Cubrick is a distributed multidimensional in-memory DBMS developed for internal use at Facebook. It is designed for low-latency realtime OLAP analysis over large datasets. It is built from scratch to support merely the necessary features required by its realtime analysis use cases.
String fields in Cubrick are dictionary encoded, for both dimensions (i.e., indices) and metrics (i.e., values).
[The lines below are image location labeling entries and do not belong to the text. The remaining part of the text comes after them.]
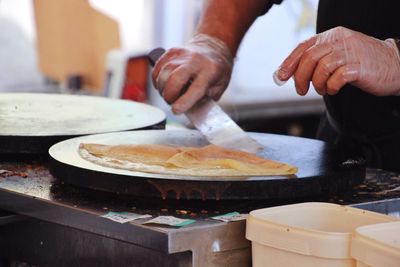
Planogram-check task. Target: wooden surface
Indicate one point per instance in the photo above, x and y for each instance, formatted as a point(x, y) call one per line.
point(73, 38)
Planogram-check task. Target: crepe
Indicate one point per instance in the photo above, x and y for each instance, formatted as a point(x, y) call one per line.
point(209, 160)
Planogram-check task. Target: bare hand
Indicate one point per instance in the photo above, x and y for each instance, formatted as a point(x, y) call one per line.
point(339, 56)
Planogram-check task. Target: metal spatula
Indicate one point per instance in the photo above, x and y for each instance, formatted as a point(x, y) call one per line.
point(213, 122)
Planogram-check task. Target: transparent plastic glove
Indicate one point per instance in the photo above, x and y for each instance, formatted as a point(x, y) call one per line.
point(339, 56)
point(205, 63)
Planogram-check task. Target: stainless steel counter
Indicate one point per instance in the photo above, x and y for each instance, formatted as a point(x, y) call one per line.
point(62, 224)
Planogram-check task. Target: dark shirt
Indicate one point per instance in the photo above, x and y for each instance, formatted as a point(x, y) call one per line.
point(369, 122)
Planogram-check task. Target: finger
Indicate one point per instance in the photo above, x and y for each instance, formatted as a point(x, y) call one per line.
point(167, 56)
point(289, 65)
point(215, 92)
point(166, 71)
point(196, 91)
point(176, 82)
point(308, 62)
point(345, 74)
point(162, 78)
point(326, 66)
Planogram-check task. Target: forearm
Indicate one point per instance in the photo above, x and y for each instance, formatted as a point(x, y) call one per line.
point(229, 20)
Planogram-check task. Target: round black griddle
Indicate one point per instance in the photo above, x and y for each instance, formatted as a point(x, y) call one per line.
point(30, 123)
point(321, 170)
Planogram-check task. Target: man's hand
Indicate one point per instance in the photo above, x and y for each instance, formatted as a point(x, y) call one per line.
point(185, 75)
point(339, 56)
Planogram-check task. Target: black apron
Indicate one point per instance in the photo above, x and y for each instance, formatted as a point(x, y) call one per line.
point(362, 124)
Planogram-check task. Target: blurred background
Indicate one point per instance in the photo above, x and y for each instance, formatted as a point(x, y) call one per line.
point(99, 47)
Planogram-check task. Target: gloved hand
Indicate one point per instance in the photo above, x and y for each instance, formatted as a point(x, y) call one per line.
point(205, 61)
point(339, 56)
Internally, Cubrick processes string fields using their encoded integers, and only converts them back when returning the results to the users.
Cubrick also uses BESS (Bit-Encoded Sparse Structure) encoding for compressing the multidimensional index for each cell (i.e., a group of metrics corresponding to the same dimension).
Cubrick stores data in bricks (i.e., partitions) in a column-oriented way. In each brick, each column has a dynamic vector to store the metrics or the BESS encoded indices. Cells in a brick are unordered, and the ingested cells are only appended to the end of the brick.
Cubrick uses Granular Partitioning as the main indexing approach to organize bricks (i.e., partitions) in a cell (i.e., table). Multidimensional indices are converted to partition ids via a conversion function, which maps predefined multidimensional ranges to an integer. The partition id to storage node mapping is maintained by consistent hashing.
Records are partitioned by a predefined conversion function and stored in nodes determined by consistent hashing (row-oriented partitioning). Within each partition, records are stored in a column-oriented way (column-oriented storage).